Bersama komunitas pelestari budaya dan sejarah KOMPAS MADYA atau lebih dikenal dengan nama Historia van Madiun (HvM) Kim Citra
Truna Kenanga berusaha menggali, mengangkat dan memasyarakatkan kembali Budaya
Tradisional, Pada kesempatan ini kami dari KIM Citra Taruna Kenanga dan Komunitas Historia van Madiun (HvM)
mencoba menggali Kesenian Tradisional daerah Madiun berupa fragmen PENTHUL
& TEMBEM yang menurut sejarah, pertama kali diperagakan pada abad delapan
belas (sekitar tahun 1761) bertempat di Alun-Alun Madiun.
Eyang Putri Uripto Raharjo pemilik Wisma Melati adalah salah satu
penggiat Kesenian yang ada di Kota Madiun, berlokasi di Jalan Pandu no 23 Kota
Madiun., didalam buku yang ditulis beliau
yang berjudul Pentul Tembem Suatu Kesenian Lesan dari Madiun, Cerita tentang
Penthul & Tembem ini dilatar belakangi oleh sejarah ketika Bagus Burhan
(R.Ng.Ranggawarsita waktu masih muda) menuntut ilmu keagamaan dan kenegaraan
pada Kyai Hasan Besari di Tegalsari, pada kira- kira abad ke-18 (sekitar tahun
1761)
Seorang abdi dari Tegalsari,
bernama Kromoleya diutus mencari Bagus Burhan yang pergi dari Tegalsari. Dalam
perjalanan mencari Bagus Burhan tersebut, karena tidak membawa bekal, Kromoleya
mencari makan dengan cara mbarang (ngamen), dan agar tidak dikenal orang dia
menggunakan topeng berwarna hitam, yang kemudian dinamakan Tembem. Pada saat sampai di Alun-Aun Madiun tersebut, bertemulah
Kromoleya dengan abdi Bagus Burhan, yang bernama Onggoleya, yang kemudian ikut
menari bersamanya dan juga menggunakan topeng, tapi berwama putih, sebagai
pasangannya. Kemudian Onggoleya yang bertopeng tadi dinamakan Penthul.
Peristiwa dimana Kromoleya
bertemu dengan Onggoleya di Alun-AIun Madiun sambil menari dan memakai topeng
(untuk menyamar), itulah yang kemudian dijadikan suatu bentuk kesenian PENTHUL - TEMBEM.

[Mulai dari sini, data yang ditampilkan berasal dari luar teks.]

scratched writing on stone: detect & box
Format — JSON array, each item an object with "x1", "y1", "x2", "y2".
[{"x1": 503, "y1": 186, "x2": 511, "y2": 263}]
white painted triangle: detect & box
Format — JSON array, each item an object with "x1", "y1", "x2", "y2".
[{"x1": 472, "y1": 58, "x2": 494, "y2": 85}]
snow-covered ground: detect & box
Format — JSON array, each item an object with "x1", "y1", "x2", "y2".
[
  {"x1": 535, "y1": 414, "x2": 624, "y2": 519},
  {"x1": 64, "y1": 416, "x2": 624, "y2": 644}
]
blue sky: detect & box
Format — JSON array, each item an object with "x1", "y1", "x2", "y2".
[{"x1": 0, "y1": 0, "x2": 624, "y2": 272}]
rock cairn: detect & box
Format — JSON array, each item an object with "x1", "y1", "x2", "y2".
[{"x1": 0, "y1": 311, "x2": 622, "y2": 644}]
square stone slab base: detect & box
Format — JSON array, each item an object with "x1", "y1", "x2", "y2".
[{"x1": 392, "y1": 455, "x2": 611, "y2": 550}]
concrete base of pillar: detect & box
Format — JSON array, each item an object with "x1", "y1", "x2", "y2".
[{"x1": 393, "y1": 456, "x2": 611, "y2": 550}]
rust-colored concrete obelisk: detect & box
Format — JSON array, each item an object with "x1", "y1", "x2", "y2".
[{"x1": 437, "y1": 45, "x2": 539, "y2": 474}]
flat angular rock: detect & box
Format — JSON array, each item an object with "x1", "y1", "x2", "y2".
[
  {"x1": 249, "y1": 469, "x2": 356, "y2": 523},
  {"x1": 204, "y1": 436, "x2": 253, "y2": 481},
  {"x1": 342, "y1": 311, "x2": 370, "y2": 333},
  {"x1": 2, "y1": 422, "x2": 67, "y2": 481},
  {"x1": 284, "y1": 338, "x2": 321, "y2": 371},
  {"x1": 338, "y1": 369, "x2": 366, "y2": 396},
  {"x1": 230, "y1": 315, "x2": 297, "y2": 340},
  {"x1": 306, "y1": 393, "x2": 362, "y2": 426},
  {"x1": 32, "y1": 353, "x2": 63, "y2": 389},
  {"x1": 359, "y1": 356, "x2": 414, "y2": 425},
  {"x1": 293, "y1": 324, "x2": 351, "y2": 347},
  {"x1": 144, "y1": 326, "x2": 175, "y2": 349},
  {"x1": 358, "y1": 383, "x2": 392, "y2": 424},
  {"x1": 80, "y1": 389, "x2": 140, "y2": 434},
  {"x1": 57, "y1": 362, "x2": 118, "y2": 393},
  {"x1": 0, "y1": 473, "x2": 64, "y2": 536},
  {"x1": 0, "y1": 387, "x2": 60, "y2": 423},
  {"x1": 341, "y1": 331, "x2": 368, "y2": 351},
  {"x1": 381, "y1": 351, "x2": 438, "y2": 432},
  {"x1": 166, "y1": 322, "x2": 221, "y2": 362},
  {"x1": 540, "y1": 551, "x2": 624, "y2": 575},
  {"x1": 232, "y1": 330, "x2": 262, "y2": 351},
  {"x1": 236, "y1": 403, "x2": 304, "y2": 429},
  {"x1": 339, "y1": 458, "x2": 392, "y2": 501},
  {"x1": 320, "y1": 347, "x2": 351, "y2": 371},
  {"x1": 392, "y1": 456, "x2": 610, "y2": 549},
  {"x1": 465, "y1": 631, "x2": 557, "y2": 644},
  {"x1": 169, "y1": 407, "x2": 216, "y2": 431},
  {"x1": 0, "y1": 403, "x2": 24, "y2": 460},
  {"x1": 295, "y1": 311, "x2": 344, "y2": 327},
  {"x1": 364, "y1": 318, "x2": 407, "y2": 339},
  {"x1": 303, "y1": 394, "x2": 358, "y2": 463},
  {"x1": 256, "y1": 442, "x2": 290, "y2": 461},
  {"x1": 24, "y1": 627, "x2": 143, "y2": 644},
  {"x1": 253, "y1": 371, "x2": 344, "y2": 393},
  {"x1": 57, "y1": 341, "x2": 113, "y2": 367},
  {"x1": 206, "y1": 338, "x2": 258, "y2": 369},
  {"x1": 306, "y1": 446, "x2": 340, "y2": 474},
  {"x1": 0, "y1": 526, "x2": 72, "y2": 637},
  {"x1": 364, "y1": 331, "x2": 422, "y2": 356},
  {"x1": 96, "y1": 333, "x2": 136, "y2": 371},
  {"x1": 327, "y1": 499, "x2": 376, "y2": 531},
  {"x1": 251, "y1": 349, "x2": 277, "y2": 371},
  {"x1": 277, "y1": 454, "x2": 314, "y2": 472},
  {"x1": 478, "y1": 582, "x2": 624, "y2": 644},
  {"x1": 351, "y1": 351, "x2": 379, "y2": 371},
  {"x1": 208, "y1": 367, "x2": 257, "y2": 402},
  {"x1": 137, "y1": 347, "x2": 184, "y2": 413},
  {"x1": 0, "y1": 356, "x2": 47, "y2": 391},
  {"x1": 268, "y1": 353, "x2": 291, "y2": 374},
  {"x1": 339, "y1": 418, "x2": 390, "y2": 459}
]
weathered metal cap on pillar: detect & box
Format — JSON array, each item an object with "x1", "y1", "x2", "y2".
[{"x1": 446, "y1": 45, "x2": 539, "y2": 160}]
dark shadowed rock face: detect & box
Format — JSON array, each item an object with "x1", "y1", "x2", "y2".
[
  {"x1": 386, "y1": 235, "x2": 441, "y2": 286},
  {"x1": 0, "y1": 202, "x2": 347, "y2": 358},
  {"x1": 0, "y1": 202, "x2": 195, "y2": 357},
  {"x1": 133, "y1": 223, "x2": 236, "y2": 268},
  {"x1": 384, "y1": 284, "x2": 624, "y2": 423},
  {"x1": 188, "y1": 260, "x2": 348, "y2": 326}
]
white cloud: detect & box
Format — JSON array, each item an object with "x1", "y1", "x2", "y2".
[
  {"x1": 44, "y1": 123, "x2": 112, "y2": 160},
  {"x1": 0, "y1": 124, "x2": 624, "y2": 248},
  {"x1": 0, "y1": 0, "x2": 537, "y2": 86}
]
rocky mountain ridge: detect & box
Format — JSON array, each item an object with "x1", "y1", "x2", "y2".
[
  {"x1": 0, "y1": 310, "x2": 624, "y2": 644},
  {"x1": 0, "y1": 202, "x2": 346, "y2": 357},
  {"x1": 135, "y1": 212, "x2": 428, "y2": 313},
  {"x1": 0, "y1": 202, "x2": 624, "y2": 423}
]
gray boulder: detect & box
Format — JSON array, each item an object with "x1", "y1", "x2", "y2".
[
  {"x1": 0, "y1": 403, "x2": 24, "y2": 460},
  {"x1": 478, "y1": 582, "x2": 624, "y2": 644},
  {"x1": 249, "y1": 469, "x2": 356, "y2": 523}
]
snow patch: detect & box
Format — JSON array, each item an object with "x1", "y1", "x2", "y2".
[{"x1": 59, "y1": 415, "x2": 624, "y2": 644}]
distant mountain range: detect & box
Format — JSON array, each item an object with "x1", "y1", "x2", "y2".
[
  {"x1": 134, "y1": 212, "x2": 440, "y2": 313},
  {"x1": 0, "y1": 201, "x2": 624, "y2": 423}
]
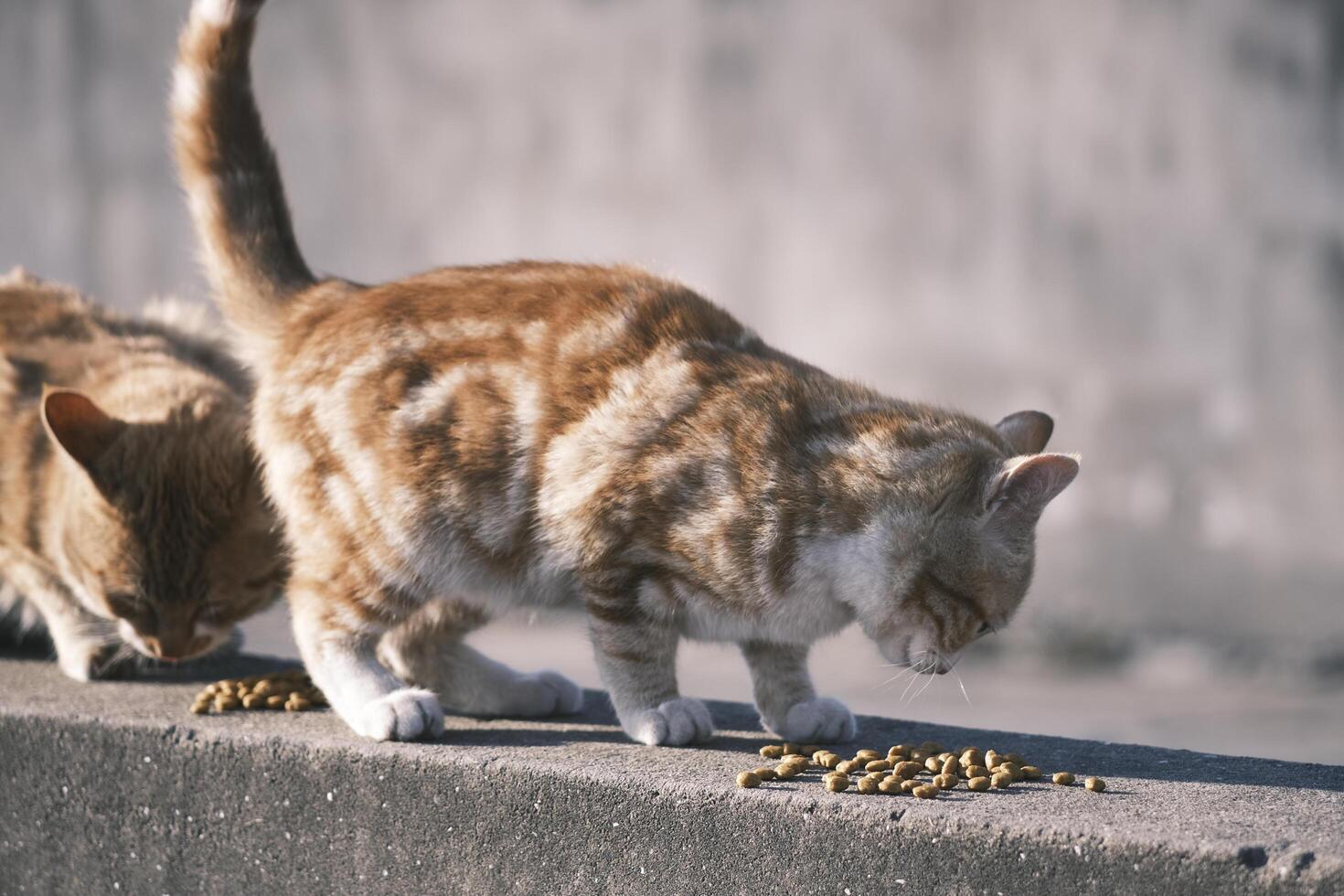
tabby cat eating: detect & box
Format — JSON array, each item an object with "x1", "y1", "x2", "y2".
[
  {"x1": 172, "y1": 0, "x2": 1078, "y2": 744},
  {"x1": 0, "y1": 270, "x2": 285, "y2": 681}
]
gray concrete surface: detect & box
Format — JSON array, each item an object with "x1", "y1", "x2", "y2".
[{"x1": 0, "y1": 656, "x2": 1344, "y2": 896}]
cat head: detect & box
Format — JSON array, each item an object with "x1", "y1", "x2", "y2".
[
  {"x1": 852, "y1": 411, "x2": 1078, "y2": 675},
  {"x1": 42, "y1": 389, "x2": 285, "y2": 661}
]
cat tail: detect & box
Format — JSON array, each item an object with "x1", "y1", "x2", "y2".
[{"x1": 171, "y1": 0, "x2": 315, "y2": 344}]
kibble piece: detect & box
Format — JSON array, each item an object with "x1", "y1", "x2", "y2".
[
  {"x1": 738, "y1": 771, "x2": 761, "y2": 787},
  {"x1": 878, "y1": 778, "x2": 910, "y2": 794},
  {"x1": 827, "y1": 775, "x2": 849, "y2": 794}
]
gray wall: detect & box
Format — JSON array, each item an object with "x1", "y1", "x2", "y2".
[{"x1": 0, "y1": 0, "x2": 1344, "y2": 669}]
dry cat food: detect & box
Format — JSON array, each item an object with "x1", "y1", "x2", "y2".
[
  {"x1": 191, "y1": 669, "x2": 326, "y2": 716},
  {"x1": 736, "y1": 741, "x2": 1106, "y2": 799}
]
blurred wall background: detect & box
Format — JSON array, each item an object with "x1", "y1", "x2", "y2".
[{"x1": 0, "y1": 0, "x2": 1344, "y2": 761}]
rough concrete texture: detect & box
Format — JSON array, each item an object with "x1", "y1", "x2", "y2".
[{"x1": 0, "y1": 656, "x2": 1344, "y2": 896}]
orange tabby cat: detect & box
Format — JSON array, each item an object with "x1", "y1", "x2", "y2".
[
  {"x1": 172, "y1": 0, "x2": 1078, "y2": 744},
  {"x1": 0, "y1": 265, "x2": 283, "y2": 681}
]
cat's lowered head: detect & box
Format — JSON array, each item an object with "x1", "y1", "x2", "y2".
[{"x1": 0, "y1": 265, "x2": 285, "y2": 679}]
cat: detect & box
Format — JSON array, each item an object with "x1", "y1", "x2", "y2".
[
  {"x1": 0, "y1": 270, "x2": 285, "y2": 681},
  {"x1": 171, "y1": 0, "x2": 1078, "y2": 745}
]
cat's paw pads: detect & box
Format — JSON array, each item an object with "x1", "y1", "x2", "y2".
[
  {"x1": 626, "y1": 698, "x2": 714, "y2": 747},
  {"x1": 349, "y1": 688, "x2": 443, "y2": 741},
  {"x1": 775, "y1": 698, "x2": 858, "y2": 743}
]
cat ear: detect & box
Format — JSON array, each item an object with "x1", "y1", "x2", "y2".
[
  {"x1": 995, "y1": 411, "x2": 1055, "y2": 454},
  {"x1": 986, "y1": 454, "x2": 1078, "y2": 524},
  {"x1": 42, "y1": 386, "x2": 126, "y2": 473}
]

Cerita tentang Penthul & Tembem ini, yang dilatar belakangi kisah Bagus Burhan, mengandung suatu pesan moral, yaitu suatu tujuan hanya dapat dicapai dengan usaha keras dan tekun, serta tidak mengedepankan emosi dan meskipun terjadinya di Alun-alun Madiun pada sekitar tahun 1761, tetapi tidak banyak yang mengetahui. Oleh karena itu dengan menggali, mengangkat dan mengembangkan kesenian ini, mudah-mudahan dapat memacu semangat kita untuk mencintai dan melestarikan budaya Tradisional peninggalan nenek moyang kita , agar tidak punah – Eyang Putri Uripto Raharjo.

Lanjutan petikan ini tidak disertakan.